The Coincidental Cousins

A night out with artist Kara Walker

During the film, Kara whispers, "I have never seen a black woman in a film that I wanted to meet in person— except Beloved," and writes on your scratch pad: "I am going to make a feature!" You thought of the shell-shocked fogies you watched leave the room at the Whitney where her short film 8 Possible Beginnings is still on view. They had just witnessed a scene of interracial gay sex and male pregnancy, followed by the difficult birth of a cotton-ball ghost-child. Nicole Kidman will not star in the upcoming feature version.

The screening ends at midnight, but Kara wants a nightcap. You wander through the Lower East Side, appalled by the fratty atmosphere of the East Village Yacht Club. A comparatively empty video bar, the Blue Seats, has about 30 flat-screen TVs embedded in its walls. You order a sidecar, she a mojito. You turn to the handsome, lost-looking white man next to you—whose last name turns out to be Whitman—and ask, "Wanna meet a famous artist?" He's polite but clearly has no clue who Kara is. Coincidentally, he's waiting for his cousin, who seems to have stood him up. Kara, born in Stockton, recognizes in him a specific Northern California privilege. "Don't you just want to fuck the entitlement out of him?" you ask. "That's the danger," she says. "My whole career started out as revenge on ex-boyfriends."

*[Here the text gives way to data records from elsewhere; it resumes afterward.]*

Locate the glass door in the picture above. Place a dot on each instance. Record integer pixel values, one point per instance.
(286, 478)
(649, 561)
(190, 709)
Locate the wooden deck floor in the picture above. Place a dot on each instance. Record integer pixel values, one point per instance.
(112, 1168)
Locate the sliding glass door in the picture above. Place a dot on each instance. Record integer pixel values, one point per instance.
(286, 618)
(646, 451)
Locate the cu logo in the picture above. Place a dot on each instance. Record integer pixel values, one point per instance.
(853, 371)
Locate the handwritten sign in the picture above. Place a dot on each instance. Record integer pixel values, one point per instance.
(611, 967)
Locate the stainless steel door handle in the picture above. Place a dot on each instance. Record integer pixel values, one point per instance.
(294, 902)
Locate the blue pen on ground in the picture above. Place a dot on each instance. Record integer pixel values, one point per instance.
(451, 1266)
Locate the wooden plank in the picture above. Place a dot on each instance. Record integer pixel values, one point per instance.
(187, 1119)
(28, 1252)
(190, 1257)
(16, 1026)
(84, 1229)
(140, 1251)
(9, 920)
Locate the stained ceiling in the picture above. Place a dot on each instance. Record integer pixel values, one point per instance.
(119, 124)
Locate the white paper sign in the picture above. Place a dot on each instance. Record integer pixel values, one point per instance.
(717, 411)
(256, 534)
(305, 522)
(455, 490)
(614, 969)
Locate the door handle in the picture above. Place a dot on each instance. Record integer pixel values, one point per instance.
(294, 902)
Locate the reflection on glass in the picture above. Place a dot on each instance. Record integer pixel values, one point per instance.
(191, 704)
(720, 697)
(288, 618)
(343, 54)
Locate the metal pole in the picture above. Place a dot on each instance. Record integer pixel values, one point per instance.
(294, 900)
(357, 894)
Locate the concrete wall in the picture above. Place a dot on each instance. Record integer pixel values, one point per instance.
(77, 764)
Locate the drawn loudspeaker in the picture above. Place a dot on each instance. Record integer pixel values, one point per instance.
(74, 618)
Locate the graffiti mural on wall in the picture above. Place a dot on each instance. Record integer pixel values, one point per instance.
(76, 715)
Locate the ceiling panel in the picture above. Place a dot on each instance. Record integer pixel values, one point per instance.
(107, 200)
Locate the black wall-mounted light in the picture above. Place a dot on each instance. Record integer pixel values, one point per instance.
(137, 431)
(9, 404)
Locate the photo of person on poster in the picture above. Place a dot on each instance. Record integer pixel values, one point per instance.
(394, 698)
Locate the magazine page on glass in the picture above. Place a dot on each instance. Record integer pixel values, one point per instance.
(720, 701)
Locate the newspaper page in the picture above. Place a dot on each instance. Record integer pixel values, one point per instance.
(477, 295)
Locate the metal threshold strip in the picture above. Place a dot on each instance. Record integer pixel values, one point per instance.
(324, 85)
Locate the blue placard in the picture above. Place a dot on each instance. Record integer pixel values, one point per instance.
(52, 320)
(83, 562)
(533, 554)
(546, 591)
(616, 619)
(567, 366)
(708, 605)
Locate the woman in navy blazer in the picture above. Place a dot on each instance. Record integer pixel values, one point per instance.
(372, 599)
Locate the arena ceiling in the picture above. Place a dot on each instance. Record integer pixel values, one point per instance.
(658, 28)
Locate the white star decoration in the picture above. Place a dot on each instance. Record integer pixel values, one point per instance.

After the one drink, she considers going dancing. Most people with kids are in bed by now, if not asleep. But she's only considering. You put her in a northbound cab, and then have trouble finding one yourself.

The next morning, Eric Roberts appears in a saccharine AIDS film on TV, his lover soothing him into the next world by describing a scene on a ski lift. You watch him slowly die.